Brian Kehoe, a computer lab teacher, has been at the school for five years, dating back to its original location on 11th Street and Park Avenue. Kehoe, 43, says Fair View has been the best work environment he’s ever experienced. A good portion of this, he believes, can be linked directly to Connolly and the trust that has firmly evolved between everyone at the school.
“It’s nice to have confidence in your boss to look at the big picture and do what’s right for everyone,” Kehoe said, adding: “He’s compassionate. He’s not going to say, ‘Oh, who cares if you were molested by your father; you need to sit up straight and learn about the Treaty of Versailles.’ “
Connolly pays such close attention to the inner workings at Fair View that he went so far as to scout out which room would play to each teacher’s strengths as the staff was preparing for last year’s move to the current location at the former Jay Partridge Elementary School.
Kehoe’s class is working on an in-depth three-dimensional rendering of the campus, accounting for every door, window and hallway. The computer class is just one of the school’s new programs and electives. Line dancing and tai-chi are just a start to what will hopefully become a full range of selections to help students find and solidify their interests, Connolly says.
The school also has its “Careers Course,” where students can receive training from local experts in fields such as cosmetology and media arts. By next year, Connolly hopes to add auto-detailing and culinary-arts programs to the mix.

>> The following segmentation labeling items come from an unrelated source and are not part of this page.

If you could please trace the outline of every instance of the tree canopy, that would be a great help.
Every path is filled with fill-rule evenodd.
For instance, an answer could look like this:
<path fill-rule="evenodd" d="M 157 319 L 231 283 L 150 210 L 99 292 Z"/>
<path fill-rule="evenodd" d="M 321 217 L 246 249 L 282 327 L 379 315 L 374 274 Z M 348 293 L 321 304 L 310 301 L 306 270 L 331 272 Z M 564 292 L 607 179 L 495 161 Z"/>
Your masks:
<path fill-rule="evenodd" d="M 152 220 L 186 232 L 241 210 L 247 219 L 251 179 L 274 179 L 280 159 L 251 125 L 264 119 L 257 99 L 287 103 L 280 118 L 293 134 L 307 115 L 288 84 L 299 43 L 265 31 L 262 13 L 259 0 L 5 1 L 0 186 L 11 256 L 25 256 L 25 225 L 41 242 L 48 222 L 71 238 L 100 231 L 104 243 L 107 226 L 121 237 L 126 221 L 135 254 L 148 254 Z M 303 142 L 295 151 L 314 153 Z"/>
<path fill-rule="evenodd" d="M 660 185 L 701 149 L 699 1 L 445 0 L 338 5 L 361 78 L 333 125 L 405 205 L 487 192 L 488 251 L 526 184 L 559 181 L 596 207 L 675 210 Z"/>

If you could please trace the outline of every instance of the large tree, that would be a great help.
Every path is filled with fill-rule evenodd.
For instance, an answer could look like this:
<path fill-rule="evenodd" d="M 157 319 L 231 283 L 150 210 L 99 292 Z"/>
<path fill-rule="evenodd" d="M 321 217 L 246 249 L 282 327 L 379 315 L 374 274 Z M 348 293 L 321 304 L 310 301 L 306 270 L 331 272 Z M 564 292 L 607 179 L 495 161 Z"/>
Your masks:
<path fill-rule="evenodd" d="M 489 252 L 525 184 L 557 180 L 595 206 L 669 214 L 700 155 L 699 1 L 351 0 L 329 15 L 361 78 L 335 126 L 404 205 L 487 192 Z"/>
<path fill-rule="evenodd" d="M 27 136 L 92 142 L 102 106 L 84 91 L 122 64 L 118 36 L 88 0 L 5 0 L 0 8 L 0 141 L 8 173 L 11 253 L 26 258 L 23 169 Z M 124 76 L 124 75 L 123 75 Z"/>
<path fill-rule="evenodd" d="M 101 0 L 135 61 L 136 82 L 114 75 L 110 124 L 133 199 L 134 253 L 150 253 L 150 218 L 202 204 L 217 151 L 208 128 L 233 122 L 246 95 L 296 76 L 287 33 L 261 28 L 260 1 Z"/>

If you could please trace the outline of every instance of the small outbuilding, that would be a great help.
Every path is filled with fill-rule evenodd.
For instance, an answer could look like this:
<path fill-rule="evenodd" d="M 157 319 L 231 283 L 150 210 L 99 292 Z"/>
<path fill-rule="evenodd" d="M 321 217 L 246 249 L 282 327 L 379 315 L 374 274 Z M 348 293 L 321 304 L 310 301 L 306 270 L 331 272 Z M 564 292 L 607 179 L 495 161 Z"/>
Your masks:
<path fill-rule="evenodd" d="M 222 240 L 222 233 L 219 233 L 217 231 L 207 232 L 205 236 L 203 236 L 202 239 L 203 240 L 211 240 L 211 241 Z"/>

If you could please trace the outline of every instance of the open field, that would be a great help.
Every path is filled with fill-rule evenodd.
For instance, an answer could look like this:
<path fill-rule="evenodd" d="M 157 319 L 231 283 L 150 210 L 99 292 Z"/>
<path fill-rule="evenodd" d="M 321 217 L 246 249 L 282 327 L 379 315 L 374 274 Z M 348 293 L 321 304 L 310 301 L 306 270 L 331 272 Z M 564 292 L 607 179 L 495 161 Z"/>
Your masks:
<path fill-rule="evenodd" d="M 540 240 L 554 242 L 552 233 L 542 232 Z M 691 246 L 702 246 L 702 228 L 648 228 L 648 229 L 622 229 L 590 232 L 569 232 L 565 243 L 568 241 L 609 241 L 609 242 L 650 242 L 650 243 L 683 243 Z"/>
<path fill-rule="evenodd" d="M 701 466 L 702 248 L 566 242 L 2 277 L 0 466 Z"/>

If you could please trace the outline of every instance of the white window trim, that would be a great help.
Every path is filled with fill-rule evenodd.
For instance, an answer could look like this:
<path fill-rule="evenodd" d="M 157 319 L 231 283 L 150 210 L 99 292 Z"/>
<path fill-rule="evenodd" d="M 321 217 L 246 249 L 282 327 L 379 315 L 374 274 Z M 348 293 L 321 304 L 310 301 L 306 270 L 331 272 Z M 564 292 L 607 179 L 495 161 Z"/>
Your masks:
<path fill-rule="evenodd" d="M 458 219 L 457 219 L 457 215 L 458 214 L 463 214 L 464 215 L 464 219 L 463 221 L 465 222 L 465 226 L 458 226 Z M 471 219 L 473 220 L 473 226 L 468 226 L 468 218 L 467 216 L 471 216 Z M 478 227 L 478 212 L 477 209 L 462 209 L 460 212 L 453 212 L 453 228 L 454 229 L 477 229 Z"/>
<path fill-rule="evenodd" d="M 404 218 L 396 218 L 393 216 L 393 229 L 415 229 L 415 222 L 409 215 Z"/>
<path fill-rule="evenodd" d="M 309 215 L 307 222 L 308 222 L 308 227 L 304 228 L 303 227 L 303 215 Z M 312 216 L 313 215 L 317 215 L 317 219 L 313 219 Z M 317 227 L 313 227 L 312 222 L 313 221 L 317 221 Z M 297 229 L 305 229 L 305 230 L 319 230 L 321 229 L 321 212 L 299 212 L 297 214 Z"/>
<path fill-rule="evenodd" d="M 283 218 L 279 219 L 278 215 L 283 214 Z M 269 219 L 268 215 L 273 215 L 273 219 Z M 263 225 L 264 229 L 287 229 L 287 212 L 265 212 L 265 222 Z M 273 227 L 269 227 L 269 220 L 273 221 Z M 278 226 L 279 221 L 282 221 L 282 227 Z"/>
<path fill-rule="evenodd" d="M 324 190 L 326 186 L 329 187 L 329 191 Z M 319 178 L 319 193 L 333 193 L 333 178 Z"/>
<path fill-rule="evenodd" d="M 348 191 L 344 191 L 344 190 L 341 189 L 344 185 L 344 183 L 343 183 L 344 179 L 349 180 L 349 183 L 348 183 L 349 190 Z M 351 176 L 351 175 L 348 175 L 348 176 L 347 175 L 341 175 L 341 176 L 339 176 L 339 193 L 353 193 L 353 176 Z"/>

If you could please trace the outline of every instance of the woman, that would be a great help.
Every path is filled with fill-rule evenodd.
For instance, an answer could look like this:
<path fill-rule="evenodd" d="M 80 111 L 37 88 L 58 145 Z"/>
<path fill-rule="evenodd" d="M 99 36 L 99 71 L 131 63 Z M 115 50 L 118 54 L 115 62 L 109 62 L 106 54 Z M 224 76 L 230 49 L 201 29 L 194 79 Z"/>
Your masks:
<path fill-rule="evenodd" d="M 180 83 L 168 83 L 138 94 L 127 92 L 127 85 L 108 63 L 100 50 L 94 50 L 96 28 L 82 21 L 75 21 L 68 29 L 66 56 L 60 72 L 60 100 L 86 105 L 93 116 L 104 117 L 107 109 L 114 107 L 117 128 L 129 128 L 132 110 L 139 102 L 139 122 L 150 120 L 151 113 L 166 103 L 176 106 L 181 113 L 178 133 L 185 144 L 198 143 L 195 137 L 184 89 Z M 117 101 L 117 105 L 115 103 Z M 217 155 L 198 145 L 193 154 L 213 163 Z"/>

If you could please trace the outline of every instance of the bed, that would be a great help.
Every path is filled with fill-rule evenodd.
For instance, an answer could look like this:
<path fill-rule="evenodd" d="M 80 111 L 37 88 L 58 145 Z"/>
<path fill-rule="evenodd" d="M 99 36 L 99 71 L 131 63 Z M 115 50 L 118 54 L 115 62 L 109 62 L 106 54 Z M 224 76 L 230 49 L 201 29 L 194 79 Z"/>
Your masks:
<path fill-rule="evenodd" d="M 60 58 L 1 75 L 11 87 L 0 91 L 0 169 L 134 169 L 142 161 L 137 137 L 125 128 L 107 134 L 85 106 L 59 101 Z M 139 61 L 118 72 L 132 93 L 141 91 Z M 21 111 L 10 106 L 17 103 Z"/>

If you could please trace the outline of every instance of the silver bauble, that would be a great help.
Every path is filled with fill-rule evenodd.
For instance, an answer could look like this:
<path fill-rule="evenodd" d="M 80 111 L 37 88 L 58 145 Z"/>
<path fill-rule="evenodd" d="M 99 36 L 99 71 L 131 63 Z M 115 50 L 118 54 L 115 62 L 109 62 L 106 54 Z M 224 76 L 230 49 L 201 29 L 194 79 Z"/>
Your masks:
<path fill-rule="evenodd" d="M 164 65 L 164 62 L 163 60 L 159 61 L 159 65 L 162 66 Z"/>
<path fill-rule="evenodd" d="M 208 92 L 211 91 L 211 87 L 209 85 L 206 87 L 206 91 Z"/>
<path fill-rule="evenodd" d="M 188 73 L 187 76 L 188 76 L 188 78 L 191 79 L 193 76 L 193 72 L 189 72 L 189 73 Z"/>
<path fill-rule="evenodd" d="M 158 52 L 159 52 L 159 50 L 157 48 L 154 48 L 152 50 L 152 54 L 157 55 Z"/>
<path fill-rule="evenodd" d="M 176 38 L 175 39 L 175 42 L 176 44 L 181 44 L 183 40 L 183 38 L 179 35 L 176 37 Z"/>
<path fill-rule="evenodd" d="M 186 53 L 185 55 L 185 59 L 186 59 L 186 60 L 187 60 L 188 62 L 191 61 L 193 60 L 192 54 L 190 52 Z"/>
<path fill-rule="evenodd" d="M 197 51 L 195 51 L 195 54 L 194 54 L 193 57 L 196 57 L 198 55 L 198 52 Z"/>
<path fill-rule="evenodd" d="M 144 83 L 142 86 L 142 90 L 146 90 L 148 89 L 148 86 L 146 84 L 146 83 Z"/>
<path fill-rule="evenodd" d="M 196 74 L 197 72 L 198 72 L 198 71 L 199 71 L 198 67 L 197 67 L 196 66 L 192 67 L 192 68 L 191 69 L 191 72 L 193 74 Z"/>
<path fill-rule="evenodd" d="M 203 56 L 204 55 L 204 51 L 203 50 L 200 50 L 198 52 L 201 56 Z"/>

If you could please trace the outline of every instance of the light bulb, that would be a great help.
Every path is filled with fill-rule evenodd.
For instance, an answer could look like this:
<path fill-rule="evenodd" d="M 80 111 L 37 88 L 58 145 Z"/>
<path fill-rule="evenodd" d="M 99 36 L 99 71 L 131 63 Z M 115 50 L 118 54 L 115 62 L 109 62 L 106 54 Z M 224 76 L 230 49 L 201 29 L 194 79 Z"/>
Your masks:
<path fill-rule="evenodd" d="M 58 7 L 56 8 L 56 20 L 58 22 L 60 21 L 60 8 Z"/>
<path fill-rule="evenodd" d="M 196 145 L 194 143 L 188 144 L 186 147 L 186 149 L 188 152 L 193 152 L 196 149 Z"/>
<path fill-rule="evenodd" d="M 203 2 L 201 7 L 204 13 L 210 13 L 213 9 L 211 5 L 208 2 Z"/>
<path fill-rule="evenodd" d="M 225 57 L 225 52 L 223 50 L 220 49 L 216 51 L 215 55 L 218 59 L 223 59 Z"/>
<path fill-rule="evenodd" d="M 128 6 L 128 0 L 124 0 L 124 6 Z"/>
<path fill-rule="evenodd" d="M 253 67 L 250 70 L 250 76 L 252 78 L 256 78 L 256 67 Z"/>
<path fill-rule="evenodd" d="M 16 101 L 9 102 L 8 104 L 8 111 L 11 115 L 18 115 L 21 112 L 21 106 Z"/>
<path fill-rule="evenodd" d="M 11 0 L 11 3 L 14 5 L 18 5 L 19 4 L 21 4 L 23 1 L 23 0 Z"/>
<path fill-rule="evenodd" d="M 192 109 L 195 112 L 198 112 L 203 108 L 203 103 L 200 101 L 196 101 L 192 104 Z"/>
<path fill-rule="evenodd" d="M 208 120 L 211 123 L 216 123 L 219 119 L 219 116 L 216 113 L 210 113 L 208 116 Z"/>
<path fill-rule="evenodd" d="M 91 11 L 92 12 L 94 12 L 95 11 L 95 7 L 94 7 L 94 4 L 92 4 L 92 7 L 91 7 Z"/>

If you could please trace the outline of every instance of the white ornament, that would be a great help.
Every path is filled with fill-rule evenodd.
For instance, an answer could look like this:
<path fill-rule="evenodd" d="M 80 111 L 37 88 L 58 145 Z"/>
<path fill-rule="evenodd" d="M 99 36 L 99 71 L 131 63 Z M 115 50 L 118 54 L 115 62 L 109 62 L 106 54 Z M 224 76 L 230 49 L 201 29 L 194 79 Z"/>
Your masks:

Creativity also is emphasized at Fair View, and several students recently had their work printed in the Paradise-produced Voice magazine. For those interested in the more traditional education path, Fair View offers both Butte College and Chico State tracks to facilitate college transitions.
One of Fair View’s most impressive elements may be its parenting program. Featuring anywhere from five to 20 young women in both the prenatal portion and the after-birth parenting portion, it received a Golden Bell award given by the California School Board Association for exemplary programs. Along with offering advice and courses to help students adjust to motherhood, the program offers day-care services.
Jessica Thompson is a 19-year-old self-described “super senior” who has been in and out of Fair View since the 10th grade. Having just passed her exit exams, Thompson has used the parenting program to help care for her 4-month-old son while she finishes up her last four and a half credits.
Connolly proved to be a big help to her.
“I missed a lot of school and really wasn’t expecting to be let back in,” Thompson says. “He’s been very patient with me.”
After graduation, she hopes to get a job and attend Butte College.
“I know some people don’t like him [Connolly] just because of the position he’s in,” she says. “But I think he’s a really good guy, and he’s helped me out a lot.”
As the six-week sessions come and go, all the students will choose their paths and eventually leave Fair View’s halls behind. Some will graduate, some will flunk out and some will land in juvenile hall, Connolly says. But whatever the outcome, he hopes that their time with him manages to make some kind of a difference.
“All we really want to do is try to paint a brighter picture for our students,” he says.
What he ultimately wants, however, is for students to come to Fair View and earn their diplomas for no one other than themselves. By staying even-keeled and refusing to forcibly dictate a student’s decisions, Connolly is perhaps slyly doing them the biggest favor they never knew how to ask for. If they mess up, they know who’s to blame. And when they graduate, the pride and satisfaction is theirs.